Поль Сезанн был страшен, Писсарро хорош, Пикассо то лучше, то хуже: милейшая «Девочка на шаре» скрежетала, кубы и треугольники были вполне терпимы, а «Минотавромахия» – прекрасна. Чем ближе подступала современность, тем яростнее становились образы, а музыка мягче; «Лучеграмма» Ман Рэя – то ли поцелуй, то ли смерть, то ли сигаретный дым, то ли исход души – сама просилась в синтезатор, нервный, черный «Пик, Каулун, Гонконг» Захи Хадид звучал настоящей музыкой сфер, поздний Мондриан перекликался сам с собой, суповые банки Энди Уорхолла звенели весело и однообразно, как «Собачий вальс» – та-ра-рам там-там, та-ра-рам там-там, та-рам там там-там там там-там, и по новому кругу.
Что, собственно, и требовалось доказать. Чем гармоничнее зрительный образ, тем страшнее его звуковой перевод. И наоборот. Догадка об этом мелькнула еще тогда, неудачным пастернаковским вечером. А теперь гипотеза стала теорией.
И что дальше с этой теорией делать?
Да вообще-то говоря, ничего. Игра доиграна, интерес потерян.
Мелькисаров потянулся за сигарой.
Последнее, о чем она успела подумать, засыпая: утром, все будет утром. А утром-то ничего и не было. Она открыла глаза: желтая спальня, золотистая гардина, светлый шкаф под орех, охристый свет на оранжевом паласе. Зашаталась, заскрипела рассохшаяся лестница; с улицы вернулся Ваня. Морозный, свежий, хитрый, легкий.
– Ну как, пришла в себя?
– Пришла! – и сладко потянулась.
Хотела сказать: иди сюда, ко мне, под бочок. Но не успела. Он лихо сдернул одеяло, захлопал в ладоши:
– Завтракать, завтракать!
– Ванечка, я мяса не хочу.
– Не будет никакого мяса, будут оладьи и сырники, а сразу после этого – сюрприз.
Официант был добрый парень из соседней деревни, всячески хотел услужить, говорил: чего желаете-с; сразу видно, учительница по литературе была хорошая. Оладьев с сырниками в меню не оказалось; перепелиная яичница шипела, смешная, десяток желтых пузыриков на молочно-белом фоне.

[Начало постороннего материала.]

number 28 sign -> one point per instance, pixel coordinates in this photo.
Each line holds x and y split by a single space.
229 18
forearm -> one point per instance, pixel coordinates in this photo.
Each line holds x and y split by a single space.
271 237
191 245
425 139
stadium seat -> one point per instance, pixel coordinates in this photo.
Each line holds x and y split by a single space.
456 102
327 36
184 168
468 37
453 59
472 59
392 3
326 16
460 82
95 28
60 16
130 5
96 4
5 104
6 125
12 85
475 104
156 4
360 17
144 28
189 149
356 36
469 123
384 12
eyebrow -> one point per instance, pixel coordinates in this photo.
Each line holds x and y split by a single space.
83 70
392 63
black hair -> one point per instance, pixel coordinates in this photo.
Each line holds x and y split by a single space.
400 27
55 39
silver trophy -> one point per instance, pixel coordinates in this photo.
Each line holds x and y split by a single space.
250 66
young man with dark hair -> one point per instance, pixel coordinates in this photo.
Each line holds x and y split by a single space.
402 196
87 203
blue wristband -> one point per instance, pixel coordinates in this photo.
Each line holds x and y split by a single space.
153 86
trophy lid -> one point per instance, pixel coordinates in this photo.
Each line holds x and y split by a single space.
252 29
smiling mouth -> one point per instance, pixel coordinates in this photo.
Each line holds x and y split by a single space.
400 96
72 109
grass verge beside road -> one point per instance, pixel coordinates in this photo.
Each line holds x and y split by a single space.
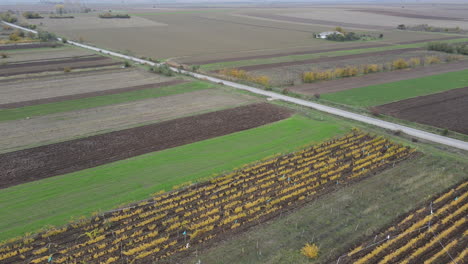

Растолстеем? и ладно, и растолстеем! Хорошо-то как, вкусно.
А потом был сюрприз. Снегоход, повиливая задом, летел по влажному скользкому льду; вчера подморозило, сегодня вернулся настоящий холод; оттаявшие полыньи заново смерзлись, стали похожи на смесь расплавленного олова и свинца; несмотря на жутковатые вихляния, за Ваниной спиной было уютно, надежно, только обзор неполный, и каска мешала. Зато спина его пахла настоящей кожаной курткой, а запах кожи всегда на Жанну действовал особенно.
На ярко-сером льду сидели тяжелые рыбаки; мерзни, мерзни, волчий хвост. Мимо, прощайте! Навстречу, по самому краю залива, двигался старенький лыжник, руки-ноги вперед и назад, вперед и назад, как деревянная кукла на веревочках; ух, и нету лыжника. Холмистый берег был еще в снегу, но вершинки протаяли, облысели; исчезли холмы, улетели вдаль.